Introduction
Welcome to the Hittite Grammar site. You will find here the following projects :
- A Hittite grammar
- Hittite texts with their transcriptions and translations
- A Hittite lexicon
- A short Sumerian lexicon and a short Akkadian lexicon for use with the texts
- A summary table of the Hittite paradigms in a single page
Project state
The Hittite grammar is still under development but all chapters are now written. The remaining job consists in reviewing the present text and improving some unclear passages. The PDF version of the grammar is always synchronized with the HTML version.
The Hittite lexicon can be considered complete.
It will be amended when new Hittite resources become available.
The Sumerian and Akkadian lexicons are far from complete. They are however intended as a reference for the translation of the provided Hittite texts, not as general lexicons. You will find better resources for these languages on other sites such as The Sumerian Language Page or The Pennsylvania Sumerian Dictionary.
The Hittite texts are provided as exercises to put into practice your knowledge of Hittite gained by reading the grammar. The material consists in the autograph (cuneiform writing), the transliteration, the transcription and at last the translation.

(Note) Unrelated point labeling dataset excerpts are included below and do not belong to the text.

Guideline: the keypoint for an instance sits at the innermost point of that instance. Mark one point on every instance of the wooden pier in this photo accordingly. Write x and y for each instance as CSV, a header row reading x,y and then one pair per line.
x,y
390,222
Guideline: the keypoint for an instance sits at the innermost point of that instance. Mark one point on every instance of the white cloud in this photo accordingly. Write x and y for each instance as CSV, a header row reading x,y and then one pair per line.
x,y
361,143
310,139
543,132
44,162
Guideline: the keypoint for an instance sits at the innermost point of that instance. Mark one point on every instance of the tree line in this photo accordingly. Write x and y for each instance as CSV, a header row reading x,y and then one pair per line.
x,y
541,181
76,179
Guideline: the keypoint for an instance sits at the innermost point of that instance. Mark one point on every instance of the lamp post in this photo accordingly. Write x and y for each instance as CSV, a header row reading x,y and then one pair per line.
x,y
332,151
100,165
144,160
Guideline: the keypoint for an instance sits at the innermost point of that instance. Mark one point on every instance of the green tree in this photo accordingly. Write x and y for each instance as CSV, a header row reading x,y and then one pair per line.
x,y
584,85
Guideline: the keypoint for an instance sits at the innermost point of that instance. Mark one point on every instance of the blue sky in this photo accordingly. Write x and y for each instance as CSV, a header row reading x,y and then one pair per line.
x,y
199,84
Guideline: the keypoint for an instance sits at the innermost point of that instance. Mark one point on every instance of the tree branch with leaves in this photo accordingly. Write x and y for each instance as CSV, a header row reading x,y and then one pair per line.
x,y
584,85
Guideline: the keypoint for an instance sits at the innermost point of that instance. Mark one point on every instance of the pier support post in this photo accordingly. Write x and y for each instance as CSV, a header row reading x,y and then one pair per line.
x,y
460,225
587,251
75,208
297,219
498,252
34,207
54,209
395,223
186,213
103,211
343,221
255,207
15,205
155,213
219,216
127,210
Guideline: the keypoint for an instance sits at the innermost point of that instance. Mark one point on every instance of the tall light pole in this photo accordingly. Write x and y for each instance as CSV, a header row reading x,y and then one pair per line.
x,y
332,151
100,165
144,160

Please notice that the translation is given rather as a solution to the exercises than as a text of literary quality. Here again, you will neither find on this site a catalogue of cuneiform signs nor grammars of Akkadian and Sumerian. Either use a catalogue that you own, or work directly from the transliteration. The site of Alain Lassine for instance provides a full catalogue of cuneiform signs (the site is in French but it does not matter for the catalogue).
The texts are edited at a slow pace, the priority being given for the moment to the completion of the grammar. You will find however the whole 10-year annals of Mursili II (in four columns) and the prayer to Lelwanis for the healing of princess Gassuliyawiyas in the Texts section.